Navigate to marketplace.zoom and log in to your Zoom account
Click Develop > Build App
Follow the steps to create a Webhook Only App
Fill in the following App Information:
App Name * Short Description * Company Name * Developer Name * Developer Email Address
Click Continue .
Enable Event Subscriptions .
Click the Add new event subscription button.
Enter the following information:
Subscription Name (For example, Splunk)
Event notification endpoint URL (For example, splunkhf_mycompany_com_4443)
Click the Add events button.
Subscribe to any Webhook Events you want. See the Zoom Webhook Reference page for more information.
Click Save .
Click Continue .
Activate the Webhook Only App
Question is what are ips for zoom to whitelist? Currently seeing 52.202.62.224,52.202.62.227, 52.202.62.196. Is that the whole list?
Please advise.
Thanks
Hi Mike, could you please share what security device did you choose to add the rule to whitelist the Zoom IPs and connection to Splunk HF on port 4443, that is, whether on firewall or on the proxy server ?
Did you also need to add a DNS record for the Splunk HF to map to splunkhf_mycompany_com ?

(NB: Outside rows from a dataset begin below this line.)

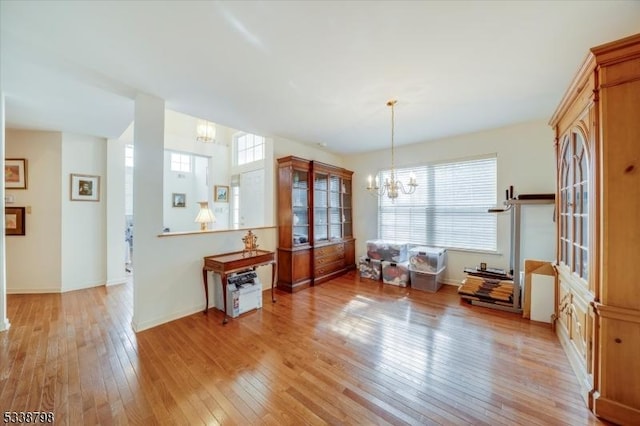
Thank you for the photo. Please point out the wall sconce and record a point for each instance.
(205, 131)
(205, 215)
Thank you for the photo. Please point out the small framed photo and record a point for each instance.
(178, 199)
(14, 221)
(15, 173)
(85, 187)
(221, 194)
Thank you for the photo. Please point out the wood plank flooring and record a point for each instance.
(345, 352)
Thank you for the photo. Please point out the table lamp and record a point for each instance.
(205, 215)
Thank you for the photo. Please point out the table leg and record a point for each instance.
(273, 281)
(205, 280)
(223, 278)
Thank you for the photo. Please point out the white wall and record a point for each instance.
(525, 160)
(168, 268)
(33, 261)
(4, 321)
(83, 245)
(115, 215)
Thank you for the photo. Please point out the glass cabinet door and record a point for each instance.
(320, 207)
(300, 208)
(335, 207)
(347, 213)
(573, 204)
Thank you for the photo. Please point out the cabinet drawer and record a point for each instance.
(328, 250)
(329, 258)
(329, 268)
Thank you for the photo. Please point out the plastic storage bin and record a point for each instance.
(427, 259)
(391, 251)
(427, 281)
(396, 273)
(370, 268)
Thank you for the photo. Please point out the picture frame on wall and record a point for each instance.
(85, 187)
(14, 221)
(179, 199)
(221, 194)
(15, 173)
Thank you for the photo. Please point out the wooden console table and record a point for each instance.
(228, 263)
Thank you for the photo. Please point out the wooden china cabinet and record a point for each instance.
(597, 131)
(315, 223)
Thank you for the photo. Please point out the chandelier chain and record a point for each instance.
(391, 186)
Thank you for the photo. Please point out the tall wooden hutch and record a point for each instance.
(597, 131)
(315, 223)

@bdeanindy I’ve been looking through this thread and wanted to check the ideal threshold you have in your table for Latency and Packet Loss. These values are quite different (Latency <300ms vserus <150ms and Packet Loss <20% versus <2%) to what is listed in the following link. Is there a reason for this or is there something I’m missing?
Thanks for reaching out about this. While these values are estimates, the values listed earlier in this thread were being referenced back in 2018, so I would recommend deferring to the values in this article.
If you have further questions about these values or how they were derived, please feel free to reach out to our Technical Support team as well, as they’re the experts in this domain.
Would it be possible for you to reach out to your tech team and post their response to how these values were derived, please? Also, are these the thresholds that are consulted when you issue meeting alerts (the Meetings Alert Webhook)?
This would help make this a self-contained thread that would be very useful to future visitors and we’d reduce the load on your tech support (avoid prompting them to answer the same questions repeatedly to different individuals).